Last summer, anticipating teaching for the first time since 2013, I started reading about ungrading, and somewhere (maybe even in that piece, I didn’t check) read about a computer scientist who uses continuous integration (CI) to automatically give students feedback on their CS lab assignments. Each lab assignment has well-specified goals, and the CI automated tests evaluate the students’ solutions for correctness. Successful completion of the assignment can be counted automatically, specifications-grading style, or the instructor can review the code after it’s working for things like coding style and efficiency.

This fall I’ll be teaching a graduate methods course on data science. This seems like a great course for implementing this CI approach. But I haven’t used CI before, and the tutorials for using Travis-CI with R turned out to be unnecessarily complicated, not least because Travis-CI now has good support for R. The purpose of this post is to briefly review how to set up Github and Travis-CI for automated lab feedback.

Each lab assignment is based on this template repo: https://github.com/data-science-methods/lab-test.

Basic lab workflow

This setup assumes a workflow for lab assignments where students clone a Github repository with instructions, data, etc.; complete the assignment in a single R script; that a working solution has deterministic values for variables with set names; and that students submit their work using a pull request. A different programming language (or multiple programming languages) will require different infrastructure for running unit tests. Multiple R scripts (including more complex project structures) will require more articulated test files. Writing unit tests for non-deterministic values will be quite a bit more complicated than the example test in the template.

There are three phases for this approach: one-time setup with accounts, and then steps you and your students will do for each lab assignment.

Instructor: Account setup

You’ll only need to do these steps once.

  1. You’ll need a Github account.
    • I assume you already have one of these and that you know basic git terminology and Github workflows.
    • Optional: I went ahead and created a new organization for my course, so that the course website and lab repos all live together. But that’s strictly unnecessary.
  2. You’ll need a Travis-CI account, which you create using a Github login. Travis-CI is free for working with public Github repositories.
  3. Optional: If you created a new organization for your course, make sure it shows up in your Travis-CI settings: Click on your profile picture (upper-right corner), then Settings. Look for the list of organizations on the left-hand column. If your organization isn’t there, then at the bottom of that column you should see a link to “Review and add your authorized organizations.”

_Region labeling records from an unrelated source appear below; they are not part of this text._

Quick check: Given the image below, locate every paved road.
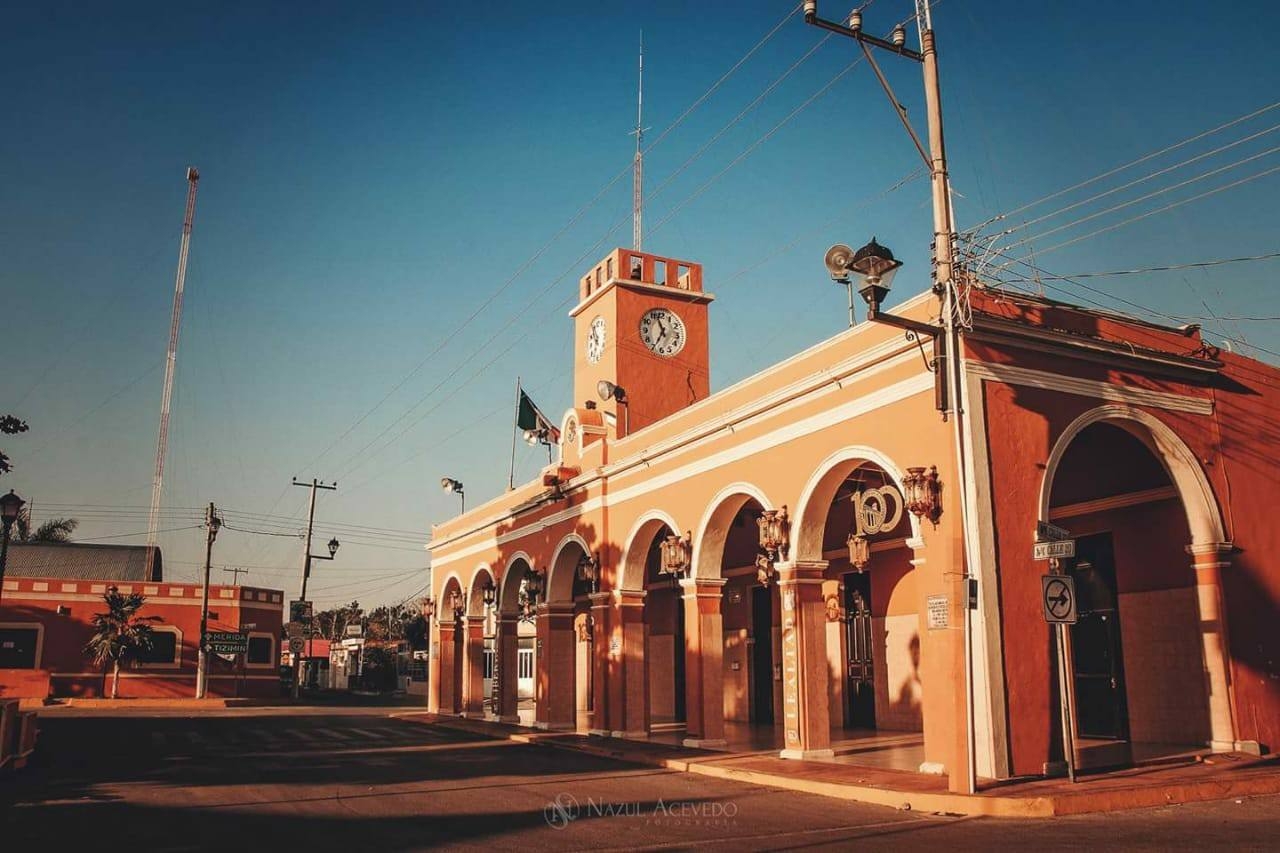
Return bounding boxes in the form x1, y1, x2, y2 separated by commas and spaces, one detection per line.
0, 708, 1280, 853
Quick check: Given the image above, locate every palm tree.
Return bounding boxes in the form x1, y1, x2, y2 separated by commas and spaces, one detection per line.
14, 510, 79, 544
84, 587, 163, 699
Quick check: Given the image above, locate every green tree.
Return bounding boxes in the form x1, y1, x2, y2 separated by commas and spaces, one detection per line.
0, 415, 29, 474
84, 587, 163, 699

I think that’s basically it. Travis-CI should now be able to see your public repositories.

Instructor: Repository setup

You’ll do these steps when you create each lab assignment.

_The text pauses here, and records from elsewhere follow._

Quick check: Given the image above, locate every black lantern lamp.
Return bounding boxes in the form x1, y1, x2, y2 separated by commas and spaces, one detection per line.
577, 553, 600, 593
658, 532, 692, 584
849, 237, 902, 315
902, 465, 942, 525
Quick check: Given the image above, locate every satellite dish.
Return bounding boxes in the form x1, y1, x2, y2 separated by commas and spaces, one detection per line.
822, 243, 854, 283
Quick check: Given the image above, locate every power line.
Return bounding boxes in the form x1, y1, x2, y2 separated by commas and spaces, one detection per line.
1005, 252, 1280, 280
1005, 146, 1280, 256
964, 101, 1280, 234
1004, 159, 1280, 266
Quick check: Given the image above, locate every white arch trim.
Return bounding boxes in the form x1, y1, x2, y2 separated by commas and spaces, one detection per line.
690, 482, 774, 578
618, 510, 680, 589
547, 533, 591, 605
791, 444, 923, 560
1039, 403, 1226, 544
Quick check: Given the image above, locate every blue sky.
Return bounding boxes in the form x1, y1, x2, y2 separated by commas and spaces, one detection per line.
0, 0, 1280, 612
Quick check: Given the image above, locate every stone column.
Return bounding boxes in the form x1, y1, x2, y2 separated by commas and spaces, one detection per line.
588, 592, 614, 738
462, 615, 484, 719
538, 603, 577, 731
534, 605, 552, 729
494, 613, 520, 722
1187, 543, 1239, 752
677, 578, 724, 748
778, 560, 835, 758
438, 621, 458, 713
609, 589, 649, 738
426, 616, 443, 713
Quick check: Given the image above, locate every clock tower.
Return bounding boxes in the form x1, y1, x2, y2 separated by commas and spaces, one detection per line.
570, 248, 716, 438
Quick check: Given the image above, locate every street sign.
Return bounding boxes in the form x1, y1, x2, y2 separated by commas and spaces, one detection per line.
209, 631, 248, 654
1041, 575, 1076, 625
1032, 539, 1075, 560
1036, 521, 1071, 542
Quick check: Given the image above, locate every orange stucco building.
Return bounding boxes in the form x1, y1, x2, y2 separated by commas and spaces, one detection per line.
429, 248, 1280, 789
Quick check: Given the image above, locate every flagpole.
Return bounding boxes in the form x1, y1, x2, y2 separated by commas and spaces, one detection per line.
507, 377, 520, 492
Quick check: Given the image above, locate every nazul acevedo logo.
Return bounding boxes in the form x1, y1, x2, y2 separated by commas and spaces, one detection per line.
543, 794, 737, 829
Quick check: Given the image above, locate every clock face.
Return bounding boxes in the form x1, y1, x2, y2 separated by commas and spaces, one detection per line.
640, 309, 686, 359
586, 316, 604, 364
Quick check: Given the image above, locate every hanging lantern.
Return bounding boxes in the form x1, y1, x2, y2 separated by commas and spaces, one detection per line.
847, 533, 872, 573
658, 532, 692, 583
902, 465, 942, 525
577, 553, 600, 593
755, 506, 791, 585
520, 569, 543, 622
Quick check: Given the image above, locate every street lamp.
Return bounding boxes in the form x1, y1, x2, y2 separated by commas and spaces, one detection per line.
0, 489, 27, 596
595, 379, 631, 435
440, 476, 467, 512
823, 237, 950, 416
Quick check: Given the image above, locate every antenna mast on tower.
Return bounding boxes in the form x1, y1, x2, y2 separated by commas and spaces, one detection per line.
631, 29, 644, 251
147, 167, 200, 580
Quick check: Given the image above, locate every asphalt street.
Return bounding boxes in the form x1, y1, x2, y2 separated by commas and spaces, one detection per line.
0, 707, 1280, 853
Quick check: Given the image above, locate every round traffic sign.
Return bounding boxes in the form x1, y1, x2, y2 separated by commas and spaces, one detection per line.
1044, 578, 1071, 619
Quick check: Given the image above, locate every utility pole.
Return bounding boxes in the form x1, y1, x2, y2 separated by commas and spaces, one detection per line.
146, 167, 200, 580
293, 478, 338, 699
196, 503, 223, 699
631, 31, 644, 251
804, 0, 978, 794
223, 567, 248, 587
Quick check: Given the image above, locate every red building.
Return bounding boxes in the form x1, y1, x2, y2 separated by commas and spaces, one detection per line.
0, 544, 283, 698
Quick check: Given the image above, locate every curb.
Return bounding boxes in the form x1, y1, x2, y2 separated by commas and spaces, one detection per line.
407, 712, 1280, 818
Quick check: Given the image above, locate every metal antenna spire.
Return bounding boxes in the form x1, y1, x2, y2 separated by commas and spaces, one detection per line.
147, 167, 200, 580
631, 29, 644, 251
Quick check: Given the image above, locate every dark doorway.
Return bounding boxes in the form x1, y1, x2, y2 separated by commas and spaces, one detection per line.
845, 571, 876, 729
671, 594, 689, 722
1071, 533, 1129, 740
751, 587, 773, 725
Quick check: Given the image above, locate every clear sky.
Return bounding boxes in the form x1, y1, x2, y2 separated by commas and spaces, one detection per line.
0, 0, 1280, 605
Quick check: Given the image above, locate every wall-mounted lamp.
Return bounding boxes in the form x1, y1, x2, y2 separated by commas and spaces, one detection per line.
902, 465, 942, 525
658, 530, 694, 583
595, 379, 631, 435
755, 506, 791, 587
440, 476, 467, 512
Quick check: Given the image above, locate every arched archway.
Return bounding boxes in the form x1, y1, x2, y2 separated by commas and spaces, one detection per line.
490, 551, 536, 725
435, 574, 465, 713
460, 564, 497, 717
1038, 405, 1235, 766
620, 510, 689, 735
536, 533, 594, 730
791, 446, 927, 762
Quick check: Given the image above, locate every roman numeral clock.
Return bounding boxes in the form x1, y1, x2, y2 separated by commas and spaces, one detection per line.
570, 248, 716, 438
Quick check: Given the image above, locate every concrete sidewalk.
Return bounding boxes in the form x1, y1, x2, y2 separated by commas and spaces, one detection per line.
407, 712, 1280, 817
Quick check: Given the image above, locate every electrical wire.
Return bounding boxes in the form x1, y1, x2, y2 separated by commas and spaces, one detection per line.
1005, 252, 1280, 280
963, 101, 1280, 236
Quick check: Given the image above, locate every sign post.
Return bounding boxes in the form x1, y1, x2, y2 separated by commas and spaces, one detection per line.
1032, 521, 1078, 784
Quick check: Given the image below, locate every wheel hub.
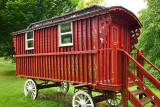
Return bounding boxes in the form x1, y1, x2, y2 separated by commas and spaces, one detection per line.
80, 100, 87, 107
27, 86, 32, 92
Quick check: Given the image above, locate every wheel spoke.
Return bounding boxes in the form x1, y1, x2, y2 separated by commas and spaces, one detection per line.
77, 96, 81, 100
75, 100, 80, 104
86, 98, 89, 104
81, 94, 83, 99
87, 104, 92, 107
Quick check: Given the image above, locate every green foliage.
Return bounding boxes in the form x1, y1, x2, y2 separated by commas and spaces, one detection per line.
77, 0, 107, 9
138, 0, 160, 83
0, 0, 78, 56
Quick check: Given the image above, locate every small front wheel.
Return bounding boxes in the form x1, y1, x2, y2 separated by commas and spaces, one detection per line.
72, 91, 95, 107
57, 82, 69, 94
24, 79, 38, 99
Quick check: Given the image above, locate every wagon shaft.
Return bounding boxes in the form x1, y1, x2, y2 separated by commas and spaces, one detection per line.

  1. In the template repo, click the green “Use this template” button (where the Clone button usually lives) to create a new repo for the lab.
    • I’m going to use the naming scheme lab-01 where 01 indicates the week of the course.
  2. Clone the new repo to the machine where you work.
  3. Edit lab.R with the assignment instructions.
  4. If you add any packages to the setup, add them to DESCRIPTION as well.
    • Travis-CI assumes that R repositories are packages. It will automatically install dependencies, but only if all of the dependencies (including testthat) are listed in the DESCRIPTION file. You don’t need any of the usual package metadata; all you need are the list of Imports.
  5. For each problem in the assignment, write appropriate tests in tests/test_lab.R.
  6. If you changed any file names, make sure they’re consistent across lab.R, tests/test_lab.R (which source()es the assignment script), and .travis.yml (it needs to know where to point testthat::test_dir()).
  7. Optional: Create a solutions branch. Fill in solutions for each problem, and run testthat::test_dir('tests') to check that your instructions and tests work as expected. Cherry-pick any corrections back to master.
  8. Push master back up to Github.
  9. In Travis-CI’s Settings, find the lab repo and flip the switch to turn on CI. (In my experience, it can take like 10 seconds for Travis-CI to see the new repo or a push/pull request to an active repo.)
  10. Optional: Push solutions up to ensure that Travis-CI is working as expected.
    • Note that there doesn’t appear to be a way to have a private branch of a public repo.

Student: Lab workflow

The students will do these steps when they work on the lab assignment.

  1. Fork the lab assignment to their own account, then clone the fork to their working machine.
  2. Modify the yaml header for the lab assignment with their name and so on.
  3. Work in lab.R to complete the assignment, per instructions.
  4. If any packages are added to the setup, add them to DESCRIPTION as well.
  5. At any point, run testthat::test_dir('tests') to get immediate feedback on their progress.
  6. At any point, submit a pull request to get automated feedback via Travis-CI.
  7. Submit their work by submitting a final (passing) pull request.
  8. Optional: Use the RStudio knitr button (or rmarkdown::render('lab.R')) to generate a pretty HTML or PDF version of their completed assignment.